Custom Dictionaries And High Dictionary Compression Computer Science Essay

Published: November 9, 2015 Words: 1493

It is a java library to provide local spell checking service. Suggester Spell Check is a 100% pure Java library to provide local spell checking service. And it is absolutely free for us to use with already pre-compiled dictionaries. Suggester Spell Check uses Basic Suggester Engine as a spellchecker.

Suggester spell check providing recommendations for unknown words in user query for local search systems. System administrator can create a list of preferred words and assign higher weight to such words. As a basic implementation Suggester can serve as a spellchecker. In this case all words have the same weight. But don't be confused about "basic implementation". It includes high speed suggestion engine, based on fast edit-distance calculation algorithm enhanced with Lawrence Philips Metaphone algorithm and private fuzzy-matching algorithm.

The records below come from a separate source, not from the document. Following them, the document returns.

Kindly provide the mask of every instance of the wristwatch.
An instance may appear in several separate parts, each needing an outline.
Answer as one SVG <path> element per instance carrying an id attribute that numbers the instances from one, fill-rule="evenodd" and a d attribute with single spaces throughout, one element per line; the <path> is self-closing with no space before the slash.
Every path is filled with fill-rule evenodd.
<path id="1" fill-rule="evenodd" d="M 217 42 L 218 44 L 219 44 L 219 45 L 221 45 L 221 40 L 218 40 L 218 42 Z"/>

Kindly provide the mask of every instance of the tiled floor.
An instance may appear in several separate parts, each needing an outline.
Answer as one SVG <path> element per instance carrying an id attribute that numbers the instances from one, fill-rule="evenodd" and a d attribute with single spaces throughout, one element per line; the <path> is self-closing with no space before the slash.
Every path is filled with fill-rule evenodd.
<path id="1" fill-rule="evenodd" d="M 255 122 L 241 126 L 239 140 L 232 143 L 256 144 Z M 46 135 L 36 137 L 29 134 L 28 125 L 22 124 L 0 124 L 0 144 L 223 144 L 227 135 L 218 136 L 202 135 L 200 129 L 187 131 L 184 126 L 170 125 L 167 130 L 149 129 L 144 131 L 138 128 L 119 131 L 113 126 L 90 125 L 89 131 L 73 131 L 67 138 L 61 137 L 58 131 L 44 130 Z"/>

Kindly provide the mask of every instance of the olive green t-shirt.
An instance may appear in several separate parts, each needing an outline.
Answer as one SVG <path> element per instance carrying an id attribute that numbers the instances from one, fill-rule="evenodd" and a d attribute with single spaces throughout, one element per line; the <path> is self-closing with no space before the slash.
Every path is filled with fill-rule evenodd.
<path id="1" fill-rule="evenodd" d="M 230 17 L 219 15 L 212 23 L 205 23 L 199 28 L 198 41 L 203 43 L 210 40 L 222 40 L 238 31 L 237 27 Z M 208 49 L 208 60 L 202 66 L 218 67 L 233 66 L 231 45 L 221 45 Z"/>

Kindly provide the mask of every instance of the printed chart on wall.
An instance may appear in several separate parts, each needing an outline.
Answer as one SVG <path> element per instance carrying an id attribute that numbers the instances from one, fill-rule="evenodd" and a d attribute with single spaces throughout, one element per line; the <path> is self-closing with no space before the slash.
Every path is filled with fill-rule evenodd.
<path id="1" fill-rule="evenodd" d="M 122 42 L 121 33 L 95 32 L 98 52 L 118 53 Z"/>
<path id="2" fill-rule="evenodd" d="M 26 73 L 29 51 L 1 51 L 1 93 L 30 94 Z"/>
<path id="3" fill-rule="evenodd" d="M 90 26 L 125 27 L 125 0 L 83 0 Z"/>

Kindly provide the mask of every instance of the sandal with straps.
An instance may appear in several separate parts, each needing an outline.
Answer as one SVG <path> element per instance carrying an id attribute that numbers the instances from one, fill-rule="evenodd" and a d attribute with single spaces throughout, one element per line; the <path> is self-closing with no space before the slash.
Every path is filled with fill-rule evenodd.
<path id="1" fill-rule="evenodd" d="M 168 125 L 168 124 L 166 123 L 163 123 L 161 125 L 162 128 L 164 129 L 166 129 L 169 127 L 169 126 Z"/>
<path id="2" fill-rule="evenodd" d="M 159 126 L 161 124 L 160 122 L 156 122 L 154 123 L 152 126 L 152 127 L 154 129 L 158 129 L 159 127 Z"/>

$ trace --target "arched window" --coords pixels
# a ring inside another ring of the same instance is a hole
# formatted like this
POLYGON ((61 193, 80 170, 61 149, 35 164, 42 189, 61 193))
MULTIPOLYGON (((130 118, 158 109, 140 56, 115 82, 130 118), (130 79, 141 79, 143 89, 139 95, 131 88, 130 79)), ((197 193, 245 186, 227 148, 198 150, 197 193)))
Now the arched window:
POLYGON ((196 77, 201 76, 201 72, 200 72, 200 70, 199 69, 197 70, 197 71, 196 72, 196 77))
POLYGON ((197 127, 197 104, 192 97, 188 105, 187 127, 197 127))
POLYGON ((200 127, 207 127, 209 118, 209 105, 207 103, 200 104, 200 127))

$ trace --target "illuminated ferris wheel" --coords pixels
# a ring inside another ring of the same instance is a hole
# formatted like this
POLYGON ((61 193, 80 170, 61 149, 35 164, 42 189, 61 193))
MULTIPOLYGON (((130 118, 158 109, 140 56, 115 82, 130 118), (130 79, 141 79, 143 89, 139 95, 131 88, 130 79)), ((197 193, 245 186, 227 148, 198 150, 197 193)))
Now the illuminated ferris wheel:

The Suggester uses not only shortest edit-distance measure but also the Metaphone algorithm and on top of it private fuzzy-matching algorithm to place the closest replacement in the top position in the suggestion list. You can adjust influence from each algorithm using configuration file.

Local service:

Unlike Google's Spelling API the Suggester library and a dictionary file is all you need to have local spellchecking service fully under your control. No need to worry about exposure on Internet, connectivity problems and availability of external service.

Custom dictionaries:

The Index Builder allow users to create custom dictionaries from user's word-list. It can also be used to extract all words from the dictionary and modify existing dictionaries.

High dictionary compression:

The word dictionary is compressed not only on a hard drive, but also in memory. Basic UK English dictionary contains about 57000 words and has a size about 90K. Full English dictionary contains about 200,000 words (including names, abbreviations, geographic places, etc.) and it takes 236Kb file on a hard drive and about 2Mb space in memory.

High dictionary search and suggestion selection speed:

Dictionary case dependent / independent look-up takes about 0.002 / 0.005 ms per word, which comes to speed about 500,000 / 200,000 words per second. Suggestions search speed averages about 40 ms per set of suggestions for each unknown word on Pentium M 1.4Gz (with high quality of suggestions).

Portability:

The Suggester software entirely written in Java 1.2. Runs on any Java® platform: Windows®, Mac OS®, Unix, Linux. Tested on JRE 1.2, 1.3, 1.4, 1.5.

Requirements

A Java 1.2 or later compatible virtual machine for your operating system.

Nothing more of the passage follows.